@article{Hidayat2025, 
author = {Hilmy Nur Hidayat and Naufal Hanif Hawari and Aldan Hadziq Haidar and Qiang Zhu and Ning Ding and Qingyu Yan and Afriyanti Sumboja},
title = {Li2CO3-incorporated PVDF nanofiber network as lithium host enabling low N/P ratio lithium metal batteries},
year = {2025},
journal = {Nano Research},
volume = {18},
number = {9},
pages = {94907781},
keywords = {electrospinning, lithium metal batteries, nanofiber anode, Li host, three-dimensional (3D) network anode},
url = {https://www.sciopen.com/article/10.26599/NR.2025.94907781},
doi = {10.26599/NR.2025.94907781},
abstract = {Lithium metal batteries are regarded as a solution for maximizing the energy density of Li-ion batteries.
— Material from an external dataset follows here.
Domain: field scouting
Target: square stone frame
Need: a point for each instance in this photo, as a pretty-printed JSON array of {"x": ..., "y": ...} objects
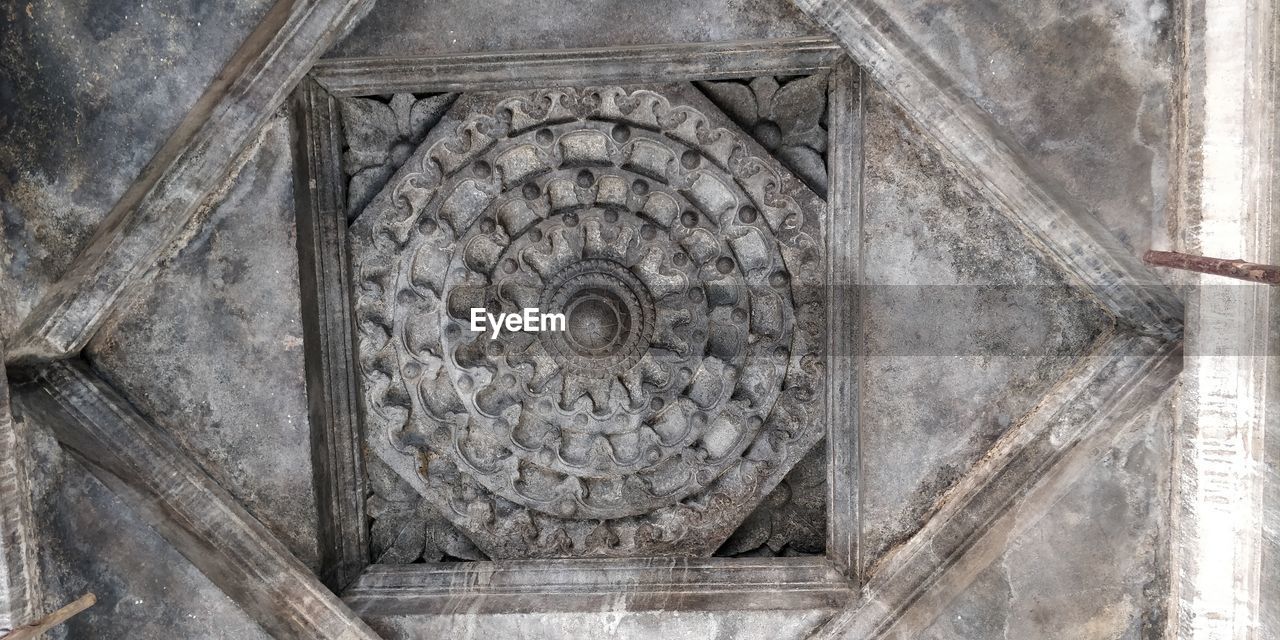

Ideally, the Li metal anode should be thin enough with a low negative to positive capacity ratio (N/P ratio ≤ 2), thus conserving the high-energy density nature of Li-metal batteries. However, reducing the lithium metal thickness limits cycling stability due to inadequate lithium reserves to counter dead lithium generation. To address this, we construct a three-dimensional (3D) polyvinylidene fluoride (PVDF) nanofiber network incorporating Li2CO3 as a lithium host on a copper current collector via electrospinning. Incorporating Li2CO3 reduces the PVDF crystallinity and promotes electrolyte wettability, enhancing Li-ion diffusion and allowing uniform Li encapsulation on the nanofiber networks. Electrochemical impedance spectroscopy also reveals that an optimized Li2CO3 content in the nanofiber network reduces charge transfer resistance, further enabling homogeneous lithium deposition across the nanostructure. This architecture significantly improves the electrochemical performance, delivering a stable plating and stripping cycle life up to 330 h in a half-cell configuration. In a full-cell configuration with an NMC622 cathode at an N/P ratio of 2, the optimized PVDF-Li2CO3 nanofiber network retains 71.6% of its initial capacity after 200 cycles, compared to the premature failure (after 60 cycles) of conventional Li-plated Cu anode. This work presents a straightforward and scalable approach to stabilizing low N/P ratio lithium metal batteries, advancing their practical application.}
}